# FROM ALLEN: How to switch to second tuner when recording OTA HD on main tuner.



## Allen Noland (Apr 23, 2002)

This is a work around for when a timer fires and your primary tuner is tuned to an OTA HD station. The PIP won't work so you can't Swap to the second tuner. I discovered it is possilbe to switch tuners if you always have SD recording in the DVR list.

Instructions.
Press the DVR button.
Select an SD recording.
Start it playing
Press the PIP button.
Press the Swap Button
Press the PIP button twice.
You should be on the second tuner watching an SD station.


----------



## Mark Lamutt (Mar 24, 2002)

Great job, Allen! Doing it that way had never occurred to me.


----------



## Mike D-CO5 (Mar 12, 2003)

Allen Noland said:


> This is a work around for when a timer fires and your primary tuner is tuned to an OTA HD station. The PIP won't work so you can't Swap to the second tuner. I discovered it is possilbe to switch tuners if you always have SD recording in the DVR list.
> 
> Instructions.
> Press the DVR button.
> ...


 You put your left foot in... then take your left foot out... twist all about .. You do the dish hokey pokey and that's what it's all about!

No really, it is a cool work around. It 's just to bad that we have to jump through all these hoops to work this receiver though.


----------



## dishbacker (Jun 15, 2004)

I've been searching for 20 minutes on this but just can't seem to find it. I remember this workaround being discussed last summer sometime I think. But, like I said, I can't find it.

I remember doing this a couple of times... back when I first got my box. One issue I had at that time was I didn't have any SD recordings to help switch.

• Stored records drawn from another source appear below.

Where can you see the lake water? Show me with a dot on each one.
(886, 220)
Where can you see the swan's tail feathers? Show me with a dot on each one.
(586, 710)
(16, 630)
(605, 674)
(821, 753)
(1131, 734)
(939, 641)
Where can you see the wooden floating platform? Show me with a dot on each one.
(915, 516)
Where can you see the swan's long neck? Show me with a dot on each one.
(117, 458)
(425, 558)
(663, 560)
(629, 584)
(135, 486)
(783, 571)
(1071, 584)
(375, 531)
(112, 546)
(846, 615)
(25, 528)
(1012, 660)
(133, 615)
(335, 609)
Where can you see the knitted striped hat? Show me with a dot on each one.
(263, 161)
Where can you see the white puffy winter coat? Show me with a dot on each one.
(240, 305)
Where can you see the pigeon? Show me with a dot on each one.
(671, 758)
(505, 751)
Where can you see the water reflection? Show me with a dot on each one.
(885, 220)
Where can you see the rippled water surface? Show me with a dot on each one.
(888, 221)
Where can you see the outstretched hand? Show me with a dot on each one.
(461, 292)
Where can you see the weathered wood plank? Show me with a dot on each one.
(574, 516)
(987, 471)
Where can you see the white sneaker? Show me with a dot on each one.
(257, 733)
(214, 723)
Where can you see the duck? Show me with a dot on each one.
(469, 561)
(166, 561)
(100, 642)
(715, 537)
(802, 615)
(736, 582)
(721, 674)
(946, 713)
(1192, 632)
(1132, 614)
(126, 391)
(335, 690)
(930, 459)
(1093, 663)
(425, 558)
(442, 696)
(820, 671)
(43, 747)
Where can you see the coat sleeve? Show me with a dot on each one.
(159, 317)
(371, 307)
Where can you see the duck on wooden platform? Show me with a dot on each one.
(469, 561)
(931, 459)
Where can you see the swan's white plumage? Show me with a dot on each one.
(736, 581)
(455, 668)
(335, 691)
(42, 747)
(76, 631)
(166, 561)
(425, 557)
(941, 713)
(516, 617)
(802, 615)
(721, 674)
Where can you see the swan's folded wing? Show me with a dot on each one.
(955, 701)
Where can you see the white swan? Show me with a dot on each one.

Another thing you can do instead of the PIP... Is while watching the SD recording, just hit guide, select a different channel and then you will be switched to that. Instead of having to do the PIP button.

I'll keep searching. I know its outhere somewhere.


----------



## dishbacker (Jun 15, 2004)

Here is something similar:

http://www.dbstalk.com/showpost.php?p=244487&postcount=13
and here: http://www.dbstalk.com/showthread.php?t=30456&highlight=Live+Mode

I believe previously you couldn't switch programs for any recording that started while you were watching it... SD or HD or OTA HD. They all stated the error: 'You are going to switch to Live Mode'. For SD, you could use PIP, For HD or OTA, you had to use the above workaround to get to an SD program.


----------



## dishbacker (Jun 15, 2004)

Guys, I really have to ask... how exactly do you create this issue? I was watching local CBS-HD for about 5 minutes before my timer fired for Everybody Loves Raymond. Got the pop-up stating that an OTA Timer was going to fire and asked if it could use the main tuner or cancel the timer. I selected Main Tuner and the Red Record light came on while I was watching. Waited about 2 minutes into the show, hit guide, went to CBS-HD from LA and selected it. I didn't get any pop-up stating it had to be in live mode... and my recording is still going right now.

Is this workaround ONLY for when you are doing a manual record of an event, otherwise it is not an issue? Does the receiver have to be in standby when the timer fires and then turn on the tuner and try to change the station? Just a bit lost on the issue.


----------